Is Ireland moving in the opposite direction? The recently published ‘An Bord Snip’ report recommended that government spending on energy efficiency programmes should be serious curtailed, finding that “in total, these [energy efficiency] schemes will cost €100m of capital expenditure in 2009, up from €44m in 2008.  In light of current economic circumstances, this large increase should be substantially unwound to realise Exchequer savings of at least €40m.”

It would be irresponsible not to recognize the enormous challenge presented by the current state of the exchequer finances. Indeed the substantial majority of the savings proposed, while unpalatable, are absolutely necessary.

Yet the group’s focus should be on wasteful spending. The efficiency schemes identified by the group, for the most part, provide grants to homeowners to improve the energy efficiency of their dwelling. These grants have in fact led to the creation of a whole new industry and thousands of jobs, leveraged hundreds of millions of private sector investment, not to mention save energy and emissions. The cost-benefit evaluation of the Home Energy Savings scheme, for example, shows an enormous benefit to society, and, in most scenarios, cost neutrality or better for the exchequer.

The report explains the logic somewhat when it proposes that “energy efficiency schemes should only be funded in the future if the cost of achieving the reduction in carbon output secured by them is equal to or less than the market price for carbon credits”. Presumably the logic is that the exchequer will have to buy credits if emissions are not reduced, and that this simplistic cost-benefit payoff is all that matters at this time of crisis.

This is an almost incredible argument. One wonders if this same logic should apply to all capital spending projects? Not too many roads would get built under such restrictive criteria. Surely investing in energy efficiency should be assessed like all other capital spending and not singled out?

A further insight into the authors’ logic is perhaps unintentionally provided further on, when they state that “furthermore, the introduction of a carbon tax, in due course, should obviate in economic terms the need for any such schemes”. Get it? Markets are perfect and once the correct price signal is provided any truly cost-efficient and sensible investments with reasonable pay-offs will be made. “Market failure” is seen as an oxymoron by the authors it seems.

The only problem with this logic is that it is nonsense. Markets consistently fail when it comes to energy efficiency and numerous well-understood and intractable market failures can be identified in the area of residential energy efficiency. There are split incentives, ill understood benefits, information deficits, lack of trust, uncertainty of payoffs, high up-front costs etc.
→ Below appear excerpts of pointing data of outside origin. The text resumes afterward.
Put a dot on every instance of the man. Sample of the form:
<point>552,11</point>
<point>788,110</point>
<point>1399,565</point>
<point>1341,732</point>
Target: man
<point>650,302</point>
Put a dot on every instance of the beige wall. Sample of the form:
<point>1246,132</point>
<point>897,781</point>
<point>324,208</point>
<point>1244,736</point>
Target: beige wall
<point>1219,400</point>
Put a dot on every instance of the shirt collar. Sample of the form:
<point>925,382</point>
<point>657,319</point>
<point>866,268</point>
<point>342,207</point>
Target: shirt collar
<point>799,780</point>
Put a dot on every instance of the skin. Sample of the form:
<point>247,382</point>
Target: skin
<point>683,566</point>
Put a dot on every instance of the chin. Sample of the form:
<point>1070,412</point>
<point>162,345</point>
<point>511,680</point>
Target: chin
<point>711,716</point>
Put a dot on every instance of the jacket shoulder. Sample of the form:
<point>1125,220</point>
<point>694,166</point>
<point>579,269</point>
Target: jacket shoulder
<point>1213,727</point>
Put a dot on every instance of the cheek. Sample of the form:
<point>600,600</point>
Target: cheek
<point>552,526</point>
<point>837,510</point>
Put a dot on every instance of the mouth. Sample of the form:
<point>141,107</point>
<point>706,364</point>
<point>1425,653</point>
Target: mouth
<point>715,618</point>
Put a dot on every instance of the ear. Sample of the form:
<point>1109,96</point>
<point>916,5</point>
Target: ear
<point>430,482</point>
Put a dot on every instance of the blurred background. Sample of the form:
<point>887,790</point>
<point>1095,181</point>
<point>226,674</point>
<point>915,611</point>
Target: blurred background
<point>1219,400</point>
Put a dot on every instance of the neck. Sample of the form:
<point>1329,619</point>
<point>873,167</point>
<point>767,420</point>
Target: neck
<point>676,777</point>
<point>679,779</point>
The swift withdrawal of funding from programmes proposed would pull the rug out from under an emerging industry which will likely be worth billions in years to come. While the suggestion “to transfer responsibility for appropriate schemes…to the energy companies” is probably a good idea in the medium term, this transition must be managed in a way that doesn’t strangle a vital and rapidly expanding sector of the construction industry.

 Saving energy makes sense and the government has a vital role to play in overcoming the market failures and reaping huge gains for society. If you don’t believe my, just ask my folks.